Friends and fathers, sons and colleagues
My dad didn't finish high school. He had the usual eight grades of the one- room district school to which he walked a quarter of a mile with his books, lunch pail, and dog to absorb the knowledge imparted by a girl high school graduate who taught all eight grades. She did impart a great deal more than folks today suppose.
As my dad got bigger, he had more and more chores to do at home, for there was no mother, no brothers and sisters, and he and his father were doing their best to keep going. The September morning came when Dad would walk two miles to the village and begin high school.
He was up at daylight doing barn chores. He made breakfast, his lunch, tidied the pantry, made the beds, and with his dog set out through the woods for town and the schoolhouse. Halfway, he sent the dog back home.
That October he would turn 15, and when he did, he quit school and left home to seek his fortune in Boston. Maine boys did that in those days. But before he quit he had a couple of experiences that he remembered always and frequently mentioned to me.
The first had to do with Arnold Crosby, a senior when Dad first came as a freshman, who had a grand bass voice and could be heard all over the place when he stood to recite his Greek lesson. Dad neglected his own studies to listen to Arnold, and his desires were kindled to study Greek.
Dad left school that October, so he never studied Greek, but he always urged me to take it. When my turn came, the school no longer offered Greek, so Dad and I settled for Latin.
Arnold came to school by horse and buggy, and stabled the nag at the Stilkey place while he was in school. He had to run over during noon hour to feed and water his horse, and several times Dad went along to lend a hand. Dad's leaving school ended that friendship. But another high school experience gave him a friend for life.
There was, my dad discovered, a friction in high school betwixt the village boys and those who came from the outlying district one-room schools. It was hazing, and there was no supervision to keep it in check. One boy in the entering class was especially abused, a boy small for his age. His name was Vincent Canham, and he was also from a one-room school.
My father didn't like to see the town bullies picking on a smaller boy, so he stepped up to the boss bully and said that enough was enough. At the time, they were making Vincent rub his nose in the dirt and root like a pig.

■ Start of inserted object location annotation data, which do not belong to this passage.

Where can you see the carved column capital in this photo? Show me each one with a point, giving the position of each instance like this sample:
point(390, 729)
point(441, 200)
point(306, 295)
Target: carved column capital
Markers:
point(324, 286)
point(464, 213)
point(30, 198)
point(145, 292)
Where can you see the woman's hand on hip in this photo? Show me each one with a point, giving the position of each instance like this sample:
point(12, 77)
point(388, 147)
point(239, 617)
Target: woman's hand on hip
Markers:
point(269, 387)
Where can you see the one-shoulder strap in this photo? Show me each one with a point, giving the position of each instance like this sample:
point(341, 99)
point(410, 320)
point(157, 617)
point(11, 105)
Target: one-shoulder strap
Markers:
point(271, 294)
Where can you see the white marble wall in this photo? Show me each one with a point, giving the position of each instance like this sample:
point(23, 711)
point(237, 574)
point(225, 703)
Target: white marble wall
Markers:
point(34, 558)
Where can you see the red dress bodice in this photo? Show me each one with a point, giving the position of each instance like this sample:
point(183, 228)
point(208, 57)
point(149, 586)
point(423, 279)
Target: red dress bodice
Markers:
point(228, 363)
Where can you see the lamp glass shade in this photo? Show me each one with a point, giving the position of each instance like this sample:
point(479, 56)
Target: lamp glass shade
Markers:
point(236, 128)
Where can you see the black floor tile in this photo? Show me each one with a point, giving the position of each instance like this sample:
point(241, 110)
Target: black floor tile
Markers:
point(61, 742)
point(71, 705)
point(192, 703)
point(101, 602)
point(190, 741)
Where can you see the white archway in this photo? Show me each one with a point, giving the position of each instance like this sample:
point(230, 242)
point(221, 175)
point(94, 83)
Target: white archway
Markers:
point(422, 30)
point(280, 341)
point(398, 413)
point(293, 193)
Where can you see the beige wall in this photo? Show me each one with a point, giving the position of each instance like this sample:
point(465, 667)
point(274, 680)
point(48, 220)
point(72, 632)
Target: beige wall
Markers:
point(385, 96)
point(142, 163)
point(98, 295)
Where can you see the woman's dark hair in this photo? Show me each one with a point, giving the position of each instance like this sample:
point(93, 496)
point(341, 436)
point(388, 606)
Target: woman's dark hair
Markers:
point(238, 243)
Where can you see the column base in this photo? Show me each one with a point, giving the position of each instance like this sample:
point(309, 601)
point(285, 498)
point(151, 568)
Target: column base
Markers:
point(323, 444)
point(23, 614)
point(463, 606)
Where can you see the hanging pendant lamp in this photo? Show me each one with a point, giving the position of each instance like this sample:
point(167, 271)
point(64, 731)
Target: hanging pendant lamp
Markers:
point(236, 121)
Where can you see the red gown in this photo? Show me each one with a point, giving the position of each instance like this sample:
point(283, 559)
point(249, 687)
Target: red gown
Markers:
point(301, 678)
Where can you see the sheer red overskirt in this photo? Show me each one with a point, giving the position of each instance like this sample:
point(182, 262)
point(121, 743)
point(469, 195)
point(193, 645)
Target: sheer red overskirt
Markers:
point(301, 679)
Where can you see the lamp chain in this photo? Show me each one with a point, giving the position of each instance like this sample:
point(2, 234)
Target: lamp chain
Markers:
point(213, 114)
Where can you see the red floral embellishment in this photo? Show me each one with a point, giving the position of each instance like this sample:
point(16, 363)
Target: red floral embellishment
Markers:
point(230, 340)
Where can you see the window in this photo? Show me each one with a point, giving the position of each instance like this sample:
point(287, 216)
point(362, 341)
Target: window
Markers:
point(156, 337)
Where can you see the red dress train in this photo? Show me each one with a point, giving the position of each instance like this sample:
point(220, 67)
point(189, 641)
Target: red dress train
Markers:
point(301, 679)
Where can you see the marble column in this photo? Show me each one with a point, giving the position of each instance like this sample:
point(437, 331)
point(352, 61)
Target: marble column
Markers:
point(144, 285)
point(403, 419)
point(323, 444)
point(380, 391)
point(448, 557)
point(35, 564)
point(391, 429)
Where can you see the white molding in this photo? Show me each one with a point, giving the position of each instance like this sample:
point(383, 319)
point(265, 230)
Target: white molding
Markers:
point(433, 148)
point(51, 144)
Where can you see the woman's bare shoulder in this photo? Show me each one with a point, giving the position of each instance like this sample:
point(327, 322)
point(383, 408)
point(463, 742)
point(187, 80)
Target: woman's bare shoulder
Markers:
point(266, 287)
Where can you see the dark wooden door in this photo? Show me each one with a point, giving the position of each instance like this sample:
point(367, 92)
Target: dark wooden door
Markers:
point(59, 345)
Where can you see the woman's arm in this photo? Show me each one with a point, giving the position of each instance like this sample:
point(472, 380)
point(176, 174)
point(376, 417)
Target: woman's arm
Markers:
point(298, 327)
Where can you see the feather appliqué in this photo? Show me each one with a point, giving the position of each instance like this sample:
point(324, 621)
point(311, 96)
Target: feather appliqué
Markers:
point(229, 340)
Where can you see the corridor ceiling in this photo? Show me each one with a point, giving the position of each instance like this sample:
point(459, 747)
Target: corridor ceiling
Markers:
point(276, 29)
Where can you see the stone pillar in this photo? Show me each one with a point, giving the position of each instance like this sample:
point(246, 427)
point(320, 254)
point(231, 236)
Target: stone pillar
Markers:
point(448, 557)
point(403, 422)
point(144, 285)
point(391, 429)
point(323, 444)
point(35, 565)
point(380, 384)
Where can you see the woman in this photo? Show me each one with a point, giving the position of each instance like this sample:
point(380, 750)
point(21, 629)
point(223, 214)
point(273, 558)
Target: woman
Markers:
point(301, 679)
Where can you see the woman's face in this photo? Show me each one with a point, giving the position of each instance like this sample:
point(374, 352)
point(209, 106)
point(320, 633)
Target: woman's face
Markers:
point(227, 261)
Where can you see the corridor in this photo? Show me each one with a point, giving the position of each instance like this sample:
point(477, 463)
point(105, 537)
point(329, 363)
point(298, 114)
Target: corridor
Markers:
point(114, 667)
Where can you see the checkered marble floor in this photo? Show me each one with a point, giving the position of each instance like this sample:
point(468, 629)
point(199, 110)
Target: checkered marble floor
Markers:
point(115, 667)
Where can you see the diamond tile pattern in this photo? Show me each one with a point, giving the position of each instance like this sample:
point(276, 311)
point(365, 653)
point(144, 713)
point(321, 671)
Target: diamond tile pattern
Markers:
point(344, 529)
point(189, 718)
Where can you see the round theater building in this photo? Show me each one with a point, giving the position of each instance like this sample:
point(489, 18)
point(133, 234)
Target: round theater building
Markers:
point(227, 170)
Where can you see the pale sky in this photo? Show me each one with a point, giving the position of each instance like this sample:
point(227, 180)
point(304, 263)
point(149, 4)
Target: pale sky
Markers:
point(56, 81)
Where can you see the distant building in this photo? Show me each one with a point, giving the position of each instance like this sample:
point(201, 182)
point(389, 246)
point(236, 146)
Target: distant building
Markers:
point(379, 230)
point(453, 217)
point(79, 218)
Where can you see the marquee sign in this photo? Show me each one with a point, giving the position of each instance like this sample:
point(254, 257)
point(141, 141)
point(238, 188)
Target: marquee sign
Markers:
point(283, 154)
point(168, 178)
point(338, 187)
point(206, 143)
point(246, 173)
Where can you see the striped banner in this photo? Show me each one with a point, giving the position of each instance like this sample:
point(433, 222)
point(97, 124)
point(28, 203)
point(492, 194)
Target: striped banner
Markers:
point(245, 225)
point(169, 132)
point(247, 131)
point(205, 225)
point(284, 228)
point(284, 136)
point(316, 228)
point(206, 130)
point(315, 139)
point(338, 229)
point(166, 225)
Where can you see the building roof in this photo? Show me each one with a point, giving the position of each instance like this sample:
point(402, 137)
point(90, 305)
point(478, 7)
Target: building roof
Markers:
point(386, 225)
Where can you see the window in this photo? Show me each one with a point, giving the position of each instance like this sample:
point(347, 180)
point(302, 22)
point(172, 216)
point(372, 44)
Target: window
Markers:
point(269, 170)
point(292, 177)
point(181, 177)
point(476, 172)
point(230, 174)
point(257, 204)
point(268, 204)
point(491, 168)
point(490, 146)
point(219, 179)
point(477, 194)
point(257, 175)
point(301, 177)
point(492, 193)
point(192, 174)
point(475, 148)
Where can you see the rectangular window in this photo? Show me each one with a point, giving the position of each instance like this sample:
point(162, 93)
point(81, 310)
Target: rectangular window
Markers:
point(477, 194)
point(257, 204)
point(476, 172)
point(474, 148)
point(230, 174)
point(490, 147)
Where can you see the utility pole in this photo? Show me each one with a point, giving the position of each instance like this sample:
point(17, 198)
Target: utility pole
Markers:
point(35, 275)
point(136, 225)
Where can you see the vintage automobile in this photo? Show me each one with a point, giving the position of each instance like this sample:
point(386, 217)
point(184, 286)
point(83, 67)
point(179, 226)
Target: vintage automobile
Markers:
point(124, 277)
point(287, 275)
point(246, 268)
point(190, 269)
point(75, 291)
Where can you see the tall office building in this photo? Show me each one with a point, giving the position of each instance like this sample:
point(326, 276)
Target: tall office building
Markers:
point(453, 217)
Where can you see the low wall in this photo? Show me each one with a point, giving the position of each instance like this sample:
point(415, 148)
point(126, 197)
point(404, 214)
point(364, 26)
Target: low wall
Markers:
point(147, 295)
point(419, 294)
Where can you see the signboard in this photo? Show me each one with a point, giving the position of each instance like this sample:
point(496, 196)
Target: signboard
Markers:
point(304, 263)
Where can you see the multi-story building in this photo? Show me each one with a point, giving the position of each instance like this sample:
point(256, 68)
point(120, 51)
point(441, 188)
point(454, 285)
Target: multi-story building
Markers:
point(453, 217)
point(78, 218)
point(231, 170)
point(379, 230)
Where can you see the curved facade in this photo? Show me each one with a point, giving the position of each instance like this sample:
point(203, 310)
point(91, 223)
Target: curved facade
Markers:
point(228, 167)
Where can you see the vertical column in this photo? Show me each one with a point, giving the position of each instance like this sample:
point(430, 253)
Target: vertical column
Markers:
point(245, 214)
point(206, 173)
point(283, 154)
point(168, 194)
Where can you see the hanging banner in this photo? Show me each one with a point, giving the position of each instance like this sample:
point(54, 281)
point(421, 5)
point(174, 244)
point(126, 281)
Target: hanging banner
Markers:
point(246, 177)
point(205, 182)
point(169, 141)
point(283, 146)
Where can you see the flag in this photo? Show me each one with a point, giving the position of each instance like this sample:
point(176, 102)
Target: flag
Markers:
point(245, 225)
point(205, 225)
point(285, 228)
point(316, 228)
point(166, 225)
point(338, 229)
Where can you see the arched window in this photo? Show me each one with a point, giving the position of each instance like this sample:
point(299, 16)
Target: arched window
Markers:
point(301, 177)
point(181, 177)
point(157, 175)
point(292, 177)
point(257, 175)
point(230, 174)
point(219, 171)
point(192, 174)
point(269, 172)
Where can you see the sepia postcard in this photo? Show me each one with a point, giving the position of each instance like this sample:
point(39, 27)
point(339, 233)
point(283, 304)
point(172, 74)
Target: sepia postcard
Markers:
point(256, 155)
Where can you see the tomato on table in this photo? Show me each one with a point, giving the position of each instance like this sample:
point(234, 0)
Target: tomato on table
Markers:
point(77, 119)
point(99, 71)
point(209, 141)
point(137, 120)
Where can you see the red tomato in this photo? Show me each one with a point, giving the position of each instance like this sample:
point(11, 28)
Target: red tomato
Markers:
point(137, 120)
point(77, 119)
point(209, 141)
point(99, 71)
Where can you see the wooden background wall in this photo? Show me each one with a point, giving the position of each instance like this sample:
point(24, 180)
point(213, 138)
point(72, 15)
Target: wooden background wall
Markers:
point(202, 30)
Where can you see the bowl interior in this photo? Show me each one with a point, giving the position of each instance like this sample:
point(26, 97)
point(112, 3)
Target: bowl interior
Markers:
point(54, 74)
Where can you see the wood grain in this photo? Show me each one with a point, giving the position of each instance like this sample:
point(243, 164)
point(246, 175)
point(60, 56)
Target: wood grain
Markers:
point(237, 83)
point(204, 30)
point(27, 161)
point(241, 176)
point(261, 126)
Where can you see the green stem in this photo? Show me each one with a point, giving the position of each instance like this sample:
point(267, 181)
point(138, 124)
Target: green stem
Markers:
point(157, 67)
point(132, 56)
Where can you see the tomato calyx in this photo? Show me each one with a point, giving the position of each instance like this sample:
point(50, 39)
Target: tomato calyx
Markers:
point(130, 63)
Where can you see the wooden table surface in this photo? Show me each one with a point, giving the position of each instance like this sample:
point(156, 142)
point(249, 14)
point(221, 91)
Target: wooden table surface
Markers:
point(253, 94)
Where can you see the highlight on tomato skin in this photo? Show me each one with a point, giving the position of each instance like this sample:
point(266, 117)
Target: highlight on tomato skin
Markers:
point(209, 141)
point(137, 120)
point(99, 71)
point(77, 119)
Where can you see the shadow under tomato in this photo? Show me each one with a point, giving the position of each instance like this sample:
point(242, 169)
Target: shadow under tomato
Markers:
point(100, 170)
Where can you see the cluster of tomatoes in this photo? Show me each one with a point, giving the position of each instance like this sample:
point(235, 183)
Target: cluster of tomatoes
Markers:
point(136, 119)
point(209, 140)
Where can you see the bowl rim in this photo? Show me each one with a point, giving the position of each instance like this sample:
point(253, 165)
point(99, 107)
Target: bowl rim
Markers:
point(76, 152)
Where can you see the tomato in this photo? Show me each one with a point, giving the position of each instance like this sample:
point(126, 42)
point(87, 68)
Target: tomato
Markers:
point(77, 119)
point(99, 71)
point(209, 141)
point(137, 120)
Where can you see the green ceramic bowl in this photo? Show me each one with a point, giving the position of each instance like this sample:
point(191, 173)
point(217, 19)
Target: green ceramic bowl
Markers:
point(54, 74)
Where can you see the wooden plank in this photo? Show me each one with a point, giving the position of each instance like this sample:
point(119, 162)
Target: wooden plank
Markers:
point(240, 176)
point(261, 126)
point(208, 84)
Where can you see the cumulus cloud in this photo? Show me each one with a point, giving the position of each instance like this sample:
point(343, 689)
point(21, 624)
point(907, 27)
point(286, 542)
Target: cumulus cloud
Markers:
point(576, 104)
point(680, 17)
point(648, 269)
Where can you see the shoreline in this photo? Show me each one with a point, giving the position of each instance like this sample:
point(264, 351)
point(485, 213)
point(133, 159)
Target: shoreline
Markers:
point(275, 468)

Vincent had expressed his opposition to this, and my dad suggested to the bully that he should have paid attention. At more or less that exact moment the bully made a grievous error. He unwisely took a swing at my dad.
My father nimbly shifted from here to there, bringing up his left hand from an unexpected direction, and puffed up the bully's lip. Then the fun began.
Vincent and my father stood knee to knee and met the combined onslaught of the townies much in the fashion of Horatius at the Tiberian bridge. My father said Vincent, when he got going, had a beautiful right slammer. Dad left school, but he and Vincent Canham kept in touch the rest of their lives.
Some of you have already guessed that Vincent Canham was to become the father of Erwin Dean Canham, famed editor of The Christian Science Monitor, and I was to become the son of my daddy. I knew about Erwin Canham as soon as I knew about anybody, and he about me.
Erwin's father became the farm and home editor of the Lewiston Journal. Erwin said one time that his father wasn't much of a writer, but when my father heard that he said, "Vincent has a better talent than that. He may not write too well, but he always tells us who did it. Newspapers have subscribers, but Vincent has readers!"
My dad became a railway postal clerk and would send "nixy" newspapers to Vincent. A nixy is a piece of mail that lacks an address. Some newspapers used to put a few nixies in each bundle, thinking they might reach someone who'd subscribe. A Polish newspaper in Pennsylvania always stuck two or three nixies in the Maine bundle, and my dad would send them to friends who couldn't read Polish. The postage had been paid, so no infringement was involved.
Vincent Canham got a free Polish newspaper almost every day, and he couldn't read a word of it. One day I was in the city, and I stepped into the newspaper office to give Mr. Canham my father's greeting. Canham saw me coming. When I entered his office, he was reclined in his swivel chair, feet up on his desk, Polish newspaper in his extended hands. "My gracious!" he said, "Isn't this an awkward situation we have in Danzig!"
When Erwin Canham was editor of the Monitor, I mailed a dozen or so essays to him. He never responded, even though we'd see each other frequently when he came to visit his Aunt Cora Gowell, who lived neighbor to us.
But I did get a letter from Donovan Richardson, chief editorial writer, who said Mr. Malcolm Bayley would be my editor. There is nobody at the Monitor today who was there when I appeared under the editorial cartoon in 1942.
After the Monitor changed from broadsheet to tabloid, I was moved from the editorial page to The Home Forum. By that time, Editor Canham had retired. And that's the way things happened, fathers and sons.